Birmingham faces up to workforce challenges
In Birmingham, Alabama, both the problems and the promise of workforce development are evident. Anoop Mishra is the regional executive at the Atlanta Fed's Birmingham Branch. A Birmingham native whose job is to stay in touch with the state's business and community decision makers, Mishra said the city has yet to establish a singular economic identity decades removed from the dominance of the steel industry.
Although health care has helped fill the void left by the decline of iron and steel, that sector is challenging, Mishra noted, not least from a workforce perspective as the industry faces continual shortages of nurses and other workers.
While health care and, to a lesser degree, finance have boosted Birmingham, employment and economic growth remain disproportionately linked to low-skilled jobs and localized industries that don't attract talent or dollars from outside, according to Building It Together, a 2018 report on aligning education and jobs in greater Birmingham. Birmingham, with its scattered workforce development efforts, has lagged most southeastern metros in key economic growth metrics in recent decades.
However, the Building It Together report demonstrates that Birmingham is facing its challenges, Mishra said.

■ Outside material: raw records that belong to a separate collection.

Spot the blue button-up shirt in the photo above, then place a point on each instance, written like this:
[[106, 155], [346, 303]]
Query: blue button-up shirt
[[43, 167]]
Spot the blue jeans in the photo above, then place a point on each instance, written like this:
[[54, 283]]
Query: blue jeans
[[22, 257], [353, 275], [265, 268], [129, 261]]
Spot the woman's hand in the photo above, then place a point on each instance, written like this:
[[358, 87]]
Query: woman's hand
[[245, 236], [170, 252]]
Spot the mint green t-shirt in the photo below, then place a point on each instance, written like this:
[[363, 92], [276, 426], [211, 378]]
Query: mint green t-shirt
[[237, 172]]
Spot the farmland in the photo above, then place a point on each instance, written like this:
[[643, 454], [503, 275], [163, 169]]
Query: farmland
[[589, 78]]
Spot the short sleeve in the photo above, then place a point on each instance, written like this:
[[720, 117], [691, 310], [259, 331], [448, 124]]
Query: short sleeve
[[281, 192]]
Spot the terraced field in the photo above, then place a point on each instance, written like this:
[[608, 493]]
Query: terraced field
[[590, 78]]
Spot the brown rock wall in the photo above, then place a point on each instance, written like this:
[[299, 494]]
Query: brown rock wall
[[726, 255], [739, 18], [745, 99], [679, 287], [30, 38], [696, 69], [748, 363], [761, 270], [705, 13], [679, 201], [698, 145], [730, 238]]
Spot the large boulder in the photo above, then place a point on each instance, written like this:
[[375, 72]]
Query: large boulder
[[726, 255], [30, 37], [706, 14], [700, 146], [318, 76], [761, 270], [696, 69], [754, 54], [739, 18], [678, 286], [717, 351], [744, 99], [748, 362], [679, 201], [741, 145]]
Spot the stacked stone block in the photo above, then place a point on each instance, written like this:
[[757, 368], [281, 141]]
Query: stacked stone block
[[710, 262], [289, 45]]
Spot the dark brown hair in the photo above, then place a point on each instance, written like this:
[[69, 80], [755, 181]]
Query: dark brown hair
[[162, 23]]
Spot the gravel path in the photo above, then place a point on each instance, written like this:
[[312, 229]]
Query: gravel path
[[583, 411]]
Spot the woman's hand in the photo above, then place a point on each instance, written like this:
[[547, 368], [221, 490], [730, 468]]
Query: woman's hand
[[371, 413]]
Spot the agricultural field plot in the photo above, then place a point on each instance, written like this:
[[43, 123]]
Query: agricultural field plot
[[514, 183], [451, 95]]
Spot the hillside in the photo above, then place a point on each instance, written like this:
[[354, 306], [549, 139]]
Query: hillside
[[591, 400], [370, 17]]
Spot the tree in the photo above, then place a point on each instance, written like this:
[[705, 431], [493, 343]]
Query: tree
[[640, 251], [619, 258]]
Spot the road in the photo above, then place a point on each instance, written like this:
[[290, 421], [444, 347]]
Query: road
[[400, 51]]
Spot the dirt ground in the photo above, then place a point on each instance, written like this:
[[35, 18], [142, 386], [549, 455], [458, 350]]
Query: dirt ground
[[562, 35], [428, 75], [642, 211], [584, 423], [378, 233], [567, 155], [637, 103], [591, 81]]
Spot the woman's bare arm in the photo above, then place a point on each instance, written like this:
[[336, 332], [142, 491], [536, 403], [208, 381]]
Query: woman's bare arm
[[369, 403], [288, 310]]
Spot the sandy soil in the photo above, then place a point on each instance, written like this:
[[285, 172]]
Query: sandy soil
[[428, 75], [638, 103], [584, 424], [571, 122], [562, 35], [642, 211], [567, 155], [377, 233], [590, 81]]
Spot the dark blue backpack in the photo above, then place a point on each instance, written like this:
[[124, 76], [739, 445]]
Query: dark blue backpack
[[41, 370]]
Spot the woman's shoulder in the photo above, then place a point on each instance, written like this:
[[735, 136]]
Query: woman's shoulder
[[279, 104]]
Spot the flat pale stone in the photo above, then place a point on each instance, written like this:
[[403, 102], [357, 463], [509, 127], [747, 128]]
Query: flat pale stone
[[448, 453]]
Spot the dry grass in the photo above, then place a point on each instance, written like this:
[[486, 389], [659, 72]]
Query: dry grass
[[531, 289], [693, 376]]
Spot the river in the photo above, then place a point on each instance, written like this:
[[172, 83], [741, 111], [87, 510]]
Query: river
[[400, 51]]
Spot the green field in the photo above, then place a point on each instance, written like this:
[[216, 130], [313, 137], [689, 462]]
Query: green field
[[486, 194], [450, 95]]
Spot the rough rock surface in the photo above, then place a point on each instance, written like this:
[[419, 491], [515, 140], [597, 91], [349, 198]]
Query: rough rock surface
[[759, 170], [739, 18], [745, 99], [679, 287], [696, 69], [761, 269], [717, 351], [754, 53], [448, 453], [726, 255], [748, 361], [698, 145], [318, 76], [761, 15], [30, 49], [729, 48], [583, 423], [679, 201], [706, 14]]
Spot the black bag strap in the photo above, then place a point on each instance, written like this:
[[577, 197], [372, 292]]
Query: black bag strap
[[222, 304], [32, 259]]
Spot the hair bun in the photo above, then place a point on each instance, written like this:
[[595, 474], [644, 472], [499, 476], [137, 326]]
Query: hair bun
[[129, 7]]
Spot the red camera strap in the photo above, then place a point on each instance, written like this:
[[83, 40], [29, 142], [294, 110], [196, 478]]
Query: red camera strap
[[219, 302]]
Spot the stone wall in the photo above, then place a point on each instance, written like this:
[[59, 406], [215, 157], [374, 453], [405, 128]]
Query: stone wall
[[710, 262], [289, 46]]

Local leaders are formulating programs to address workforce development concerns, including efforts to train workers for the nearby automotive assembly and supply plants and to educate parents and teachers about the opportunities for middle-class wages in advanced manufacturing.

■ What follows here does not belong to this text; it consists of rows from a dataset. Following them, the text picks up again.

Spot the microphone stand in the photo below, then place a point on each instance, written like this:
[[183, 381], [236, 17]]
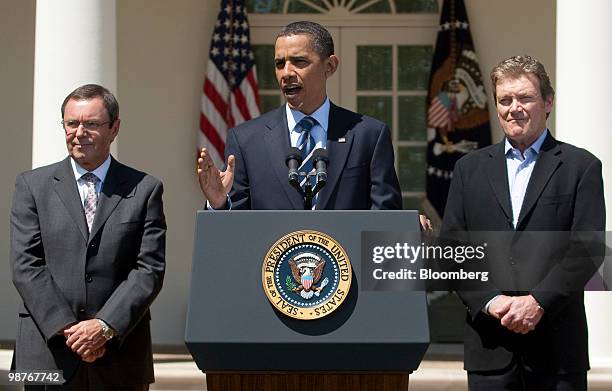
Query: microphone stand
[[309, 192]]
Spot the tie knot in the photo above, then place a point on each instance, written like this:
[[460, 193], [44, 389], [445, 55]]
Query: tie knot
[[90, 178], [307, 123]]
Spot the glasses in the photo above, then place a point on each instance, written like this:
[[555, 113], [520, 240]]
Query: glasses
[[73, 124]]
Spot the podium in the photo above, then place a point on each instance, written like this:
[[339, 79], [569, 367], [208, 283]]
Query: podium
[[372, 341]]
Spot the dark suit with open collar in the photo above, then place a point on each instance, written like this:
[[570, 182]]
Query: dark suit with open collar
[[565, 193], [361, 174], [64, 274]]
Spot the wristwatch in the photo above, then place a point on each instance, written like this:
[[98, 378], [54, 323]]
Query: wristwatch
[[107, 332]]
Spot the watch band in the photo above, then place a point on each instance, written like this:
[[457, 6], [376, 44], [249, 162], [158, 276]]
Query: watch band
[[107, 332]]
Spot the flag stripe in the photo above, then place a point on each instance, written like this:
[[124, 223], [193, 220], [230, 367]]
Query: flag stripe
[[229, 95], [212, 135]]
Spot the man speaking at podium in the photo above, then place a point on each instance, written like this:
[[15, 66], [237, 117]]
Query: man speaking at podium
[[360, 173]]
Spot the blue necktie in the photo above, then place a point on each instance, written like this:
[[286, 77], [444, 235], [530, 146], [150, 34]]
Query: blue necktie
[[306, 144]]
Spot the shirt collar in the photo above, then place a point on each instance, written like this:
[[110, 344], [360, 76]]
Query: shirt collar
[[536, 146], [321, 115], [100, 172]]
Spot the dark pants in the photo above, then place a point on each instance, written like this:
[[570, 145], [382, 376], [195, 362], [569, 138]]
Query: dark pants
[[518, 378]]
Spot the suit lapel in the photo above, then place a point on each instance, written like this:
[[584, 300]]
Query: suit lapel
[[497, 173], [548, 160], [112, 192], [66, 188], [337, 151], [277, 144]]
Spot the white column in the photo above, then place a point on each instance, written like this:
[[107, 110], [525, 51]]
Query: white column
[[75, 45], [584, 82]]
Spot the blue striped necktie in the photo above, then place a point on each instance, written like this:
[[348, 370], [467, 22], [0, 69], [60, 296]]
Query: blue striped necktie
[[306, 144]]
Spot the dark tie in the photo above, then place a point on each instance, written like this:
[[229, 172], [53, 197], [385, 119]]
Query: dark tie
[[306, 145], [91, 198]]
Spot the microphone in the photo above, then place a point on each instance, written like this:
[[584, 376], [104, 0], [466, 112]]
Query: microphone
[[319, 162], [293, 161]]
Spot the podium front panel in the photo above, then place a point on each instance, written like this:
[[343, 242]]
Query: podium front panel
[[231, 325]]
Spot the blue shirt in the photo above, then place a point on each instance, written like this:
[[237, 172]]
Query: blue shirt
[[520, 166], [318, 132]]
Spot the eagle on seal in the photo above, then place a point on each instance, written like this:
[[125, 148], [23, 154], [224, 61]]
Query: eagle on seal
[[307, 269]]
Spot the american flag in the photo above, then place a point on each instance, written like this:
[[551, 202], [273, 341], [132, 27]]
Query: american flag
[[440, 112], [230, 93]]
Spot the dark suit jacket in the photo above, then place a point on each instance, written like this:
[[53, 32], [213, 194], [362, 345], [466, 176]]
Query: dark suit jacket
[[361, 174], [565, 193], [64, 274]]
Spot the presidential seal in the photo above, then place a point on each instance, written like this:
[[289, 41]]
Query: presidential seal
[[306, 275]]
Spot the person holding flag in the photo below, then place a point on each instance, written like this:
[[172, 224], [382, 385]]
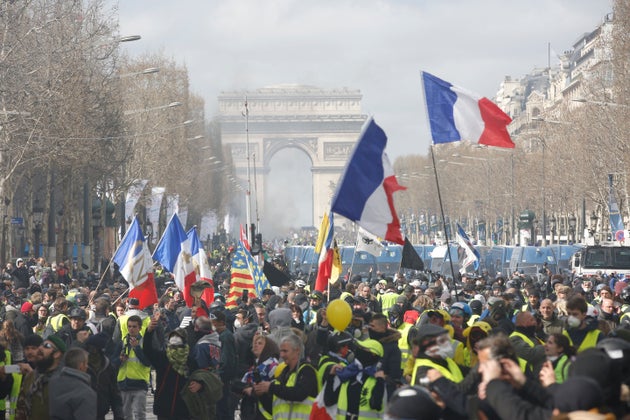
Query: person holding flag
[[135, 265]]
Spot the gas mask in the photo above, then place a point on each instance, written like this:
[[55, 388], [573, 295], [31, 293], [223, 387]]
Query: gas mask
[[573, 322]]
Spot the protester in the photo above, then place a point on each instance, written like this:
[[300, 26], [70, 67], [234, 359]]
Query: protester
[[70, 393]]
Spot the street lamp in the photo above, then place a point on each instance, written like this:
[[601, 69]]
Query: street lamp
[[148, 230], [593, 229], [38, 223], [155, 108]]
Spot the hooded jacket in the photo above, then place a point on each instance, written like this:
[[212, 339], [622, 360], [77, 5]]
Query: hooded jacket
[[391, 357]]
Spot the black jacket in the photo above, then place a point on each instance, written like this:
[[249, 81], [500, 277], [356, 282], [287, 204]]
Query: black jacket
[[103, 379], [169, 384]]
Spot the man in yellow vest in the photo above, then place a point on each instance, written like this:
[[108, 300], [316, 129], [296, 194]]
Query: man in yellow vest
[[295, 388], [581, 330], [359, 388], [434, 351], [529, 349], [133, 370]]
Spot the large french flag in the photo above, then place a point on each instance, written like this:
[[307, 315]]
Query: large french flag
[[173, 252], [324, 246], [135, 265], [457, 114], [365, 191], [200, 263]]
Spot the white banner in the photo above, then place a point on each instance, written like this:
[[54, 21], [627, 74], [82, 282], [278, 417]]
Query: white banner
[[368, 242], [157, 193], [172, 205], [133, 195], [209, 225], [183, 215]]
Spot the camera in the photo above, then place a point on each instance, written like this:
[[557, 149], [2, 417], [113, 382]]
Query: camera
[[256, 376], [424, 381]]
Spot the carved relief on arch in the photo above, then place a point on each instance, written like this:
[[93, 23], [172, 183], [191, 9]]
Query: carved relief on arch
[[271, 145]]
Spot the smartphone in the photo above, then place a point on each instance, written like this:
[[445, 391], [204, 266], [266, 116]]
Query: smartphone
[[12, 369]]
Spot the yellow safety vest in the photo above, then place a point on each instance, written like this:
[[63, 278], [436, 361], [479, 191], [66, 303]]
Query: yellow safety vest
[[524, 338], [365, 412], [324, 362], [283, 409], [453, 372], [562, 369], [133, 367], [405, 352], [590, 340], [56, 322], [122, 322], [388, 300]]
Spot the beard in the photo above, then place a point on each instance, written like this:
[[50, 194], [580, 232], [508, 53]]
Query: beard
[[44, 363]]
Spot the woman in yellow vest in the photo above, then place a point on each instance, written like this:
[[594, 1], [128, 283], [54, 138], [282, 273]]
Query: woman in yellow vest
[[295, 389], [434, 351], [361, 394], [559, 352]]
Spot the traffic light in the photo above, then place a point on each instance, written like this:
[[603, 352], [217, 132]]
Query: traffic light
[[526, 219], [257, 245]]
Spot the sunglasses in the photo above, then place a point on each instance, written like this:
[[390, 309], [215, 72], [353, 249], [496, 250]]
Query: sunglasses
[[49, 346]]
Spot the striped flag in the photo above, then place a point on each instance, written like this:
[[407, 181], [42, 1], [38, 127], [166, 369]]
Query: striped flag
[[246, 275]]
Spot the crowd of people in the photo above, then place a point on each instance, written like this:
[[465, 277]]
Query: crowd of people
[[412, 347]]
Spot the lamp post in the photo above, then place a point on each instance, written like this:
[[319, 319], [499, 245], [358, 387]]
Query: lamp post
[[148, 230], [38, 223], [593, 229]]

"We have a lot of potential," Mishra said. "There is a clear goal, and strategies and infrastructure are starting to come together to think through these efforts."
Aligning training with industry needs is crucial
Central Six AlabamaWorks is a key part of those efforts.

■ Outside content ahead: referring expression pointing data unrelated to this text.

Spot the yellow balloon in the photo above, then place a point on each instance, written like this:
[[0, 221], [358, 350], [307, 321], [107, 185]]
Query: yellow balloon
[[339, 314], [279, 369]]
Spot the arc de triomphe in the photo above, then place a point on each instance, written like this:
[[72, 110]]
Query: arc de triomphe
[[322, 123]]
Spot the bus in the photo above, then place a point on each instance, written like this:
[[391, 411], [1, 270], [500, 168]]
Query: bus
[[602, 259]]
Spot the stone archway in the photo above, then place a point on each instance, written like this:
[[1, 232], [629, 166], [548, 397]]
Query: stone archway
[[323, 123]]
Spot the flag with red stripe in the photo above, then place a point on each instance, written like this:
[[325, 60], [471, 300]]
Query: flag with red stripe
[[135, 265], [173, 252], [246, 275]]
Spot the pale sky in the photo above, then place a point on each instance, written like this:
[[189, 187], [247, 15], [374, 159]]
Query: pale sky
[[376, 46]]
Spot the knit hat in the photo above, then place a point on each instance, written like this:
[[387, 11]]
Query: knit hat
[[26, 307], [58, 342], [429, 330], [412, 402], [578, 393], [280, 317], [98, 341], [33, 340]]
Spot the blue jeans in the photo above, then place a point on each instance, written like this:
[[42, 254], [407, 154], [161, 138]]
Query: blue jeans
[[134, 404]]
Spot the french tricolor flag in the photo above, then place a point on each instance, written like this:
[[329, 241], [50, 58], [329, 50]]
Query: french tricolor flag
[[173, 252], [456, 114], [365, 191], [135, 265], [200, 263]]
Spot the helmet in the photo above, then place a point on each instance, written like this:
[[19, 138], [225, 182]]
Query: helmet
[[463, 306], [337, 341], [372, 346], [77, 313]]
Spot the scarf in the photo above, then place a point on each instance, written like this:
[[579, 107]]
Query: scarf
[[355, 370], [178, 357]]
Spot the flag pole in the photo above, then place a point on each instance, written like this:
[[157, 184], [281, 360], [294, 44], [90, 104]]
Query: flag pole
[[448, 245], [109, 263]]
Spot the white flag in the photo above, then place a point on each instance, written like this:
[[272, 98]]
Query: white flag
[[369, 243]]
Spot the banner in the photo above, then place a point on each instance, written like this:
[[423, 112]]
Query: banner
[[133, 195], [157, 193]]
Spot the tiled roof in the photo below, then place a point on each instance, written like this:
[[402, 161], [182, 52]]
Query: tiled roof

Aligning training with employers' current and future needs is essential to crafting effective programs. The Birmingham-based Central Six assembles clusters of companies and training providers focused on particular occupational sectors or industries, explained Antiqua Cleggett, executive director of Central Six AlabamaWorks. (You can see Cleggett discussing Central Six's work in the accompanying video.)
These "sector partnerships" have recently gained favor in the workforce field. Central Six's manufacturing partnership, for example, includes 38 companies. Central Six regularly surveys those firms to learn their most pressing workforce needs, information passed along to training agencies to help them tailor programs to meet manufacturers' talent gaps.
Recently, for example, the manufacturing partnership noted that several employers needed to train existing employees in hydraulics to operate industrial robots. So Central Six helped devise a five-week hydraulics and pneumatics curriculum.
"With sector partnerships, you've got a more unified voice that's going after very specific challenges," Cleggett said. "It's an advantage all the way around."
That type of thinking can shape workforce development systems to meet the stiff challenges of the 21st-century economy. After all, two of the basic ingredients of economic expansion are increasing both the number of workers and their productivity. Effective workforce development can help accomplish both.